Paris, amor y ópera en una velada sin igual
Con el marco de una propuesta cultural de jerarquía, el grupo IAJAD vivió una de sus noches más emotivas gracias a la actuación de los jóvenes talentos de la ópera, que nos introdujeron en el dramático universo de La Traviata, la célebre obra de Giuseppe Verdi. Con una puesta de gran nivel, y un elenco de lujo integrado por figuras del Teatro Colón —la soprano Roxana Horton (Violetta), el tenor Darío Sayegh (Alfredo) y el barítono Gabriel Rabinovich (Giorgio)—, acompañados por el talento del pianista Lionel Fisher, el salón se transformó por un rato en un gran teatro europeo.

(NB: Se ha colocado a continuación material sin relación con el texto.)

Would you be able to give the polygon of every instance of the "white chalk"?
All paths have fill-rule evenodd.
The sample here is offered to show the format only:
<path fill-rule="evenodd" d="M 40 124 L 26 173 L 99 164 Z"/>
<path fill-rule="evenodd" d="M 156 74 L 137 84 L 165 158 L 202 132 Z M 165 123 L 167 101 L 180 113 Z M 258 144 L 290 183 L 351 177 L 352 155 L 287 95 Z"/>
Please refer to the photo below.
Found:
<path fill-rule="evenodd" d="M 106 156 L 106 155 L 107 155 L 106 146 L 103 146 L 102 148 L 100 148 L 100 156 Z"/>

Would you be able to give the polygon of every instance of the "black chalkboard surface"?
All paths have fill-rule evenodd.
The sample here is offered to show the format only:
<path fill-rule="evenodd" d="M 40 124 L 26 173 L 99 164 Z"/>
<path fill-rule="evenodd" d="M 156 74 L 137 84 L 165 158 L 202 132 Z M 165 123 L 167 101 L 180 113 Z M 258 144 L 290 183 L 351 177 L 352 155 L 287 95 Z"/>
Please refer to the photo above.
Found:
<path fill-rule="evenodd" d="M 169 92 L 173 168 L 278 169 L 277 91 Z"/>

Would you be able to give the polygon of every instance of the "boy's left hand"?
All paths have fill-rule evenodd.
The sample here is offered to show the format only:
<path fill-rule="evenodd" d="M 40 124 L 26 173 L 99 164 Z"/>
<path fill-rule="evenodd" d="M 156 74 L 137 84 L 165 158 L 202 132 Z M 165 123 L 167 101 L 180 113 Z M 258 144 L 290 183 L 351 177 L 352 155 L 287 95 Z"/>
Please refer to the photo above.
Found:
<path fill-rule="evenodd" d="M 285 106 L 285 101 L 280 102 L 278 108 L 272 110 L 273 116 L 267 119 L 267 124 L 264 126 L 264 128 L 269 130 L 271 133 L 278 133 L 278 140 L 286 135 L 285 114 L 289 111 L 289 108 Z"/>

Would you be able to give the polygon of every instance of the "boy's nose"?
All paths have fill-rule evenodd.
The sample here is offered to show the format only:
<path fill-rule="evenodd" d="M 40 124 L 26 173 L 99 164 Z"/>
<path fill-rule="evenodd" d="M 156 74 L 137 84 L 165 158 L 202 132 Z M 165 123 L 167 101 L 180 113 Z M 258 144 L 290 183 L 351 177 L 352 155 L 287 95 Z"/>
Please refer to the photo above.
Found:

La encargada de romper el hielo y llevarnos a los salones del París del siglo XIX fue la Sra. Martha Wolff. Con una introducción clara y atrapante, nos situó en el contexto de la Francia de 1850, evocando una época de glamour y contradicciones. Explicó el rol de las cortesanas, su influencia en la vida social y artística, y cómo ocupaban espacios reservados para artistas y celebridades, en una sociedad que aún les imponía fuertes límites.

De la novela a la ópera: la sociedad y sus contradicciones
Durante la velada se destacó que Verdi se inspiró en la novela La dama de las camelias, de Alexandre Dumas hijo, para construir una historia de amor marcada por los prejuicios sociales. Por orden de Napoleón III, el Barón Haussmann impulsó una profunda transformación de París. En ese escenario, Violetta Valéry brillaba en fiestas y salones hasta que el amor por Alfredo la llevó a replantear su vida. El conflicto surge cuando Giorgio, padre de Alfredo, le pide que se aleje para preservar el honor familiar.
Mientras escuchábamos el relato, bastaba cerrar los ojos para sentir que estábamos caminando por las calles de París junto a los protagonistas.
Pasión, sacrificio y una historia inolvidable
El punto culminante llegó con la interpretación de la célebre aria “Sempre libera”, de Violetta, seguida por “De’ miei bollenti spiriti”, de Alfredo. La fuerza y emoción de las voces cautivaron al público.
A partir de allí, la historia tomó impulso. Entre encuentros y despedidas, Alfredo se dejó llevar por los celos y la pasión, mientras Violetta enfrentó el peso de las convenciones sociales.
Al concluir la obra, el público respondió con una ovación. Los artistas fueron reconocidos por su talento y sensibilidad, y la noche dejó una certeza: la ópera sigue emocionando y demostrando que el arte puede transformar cualquier espacio en un gran escenario.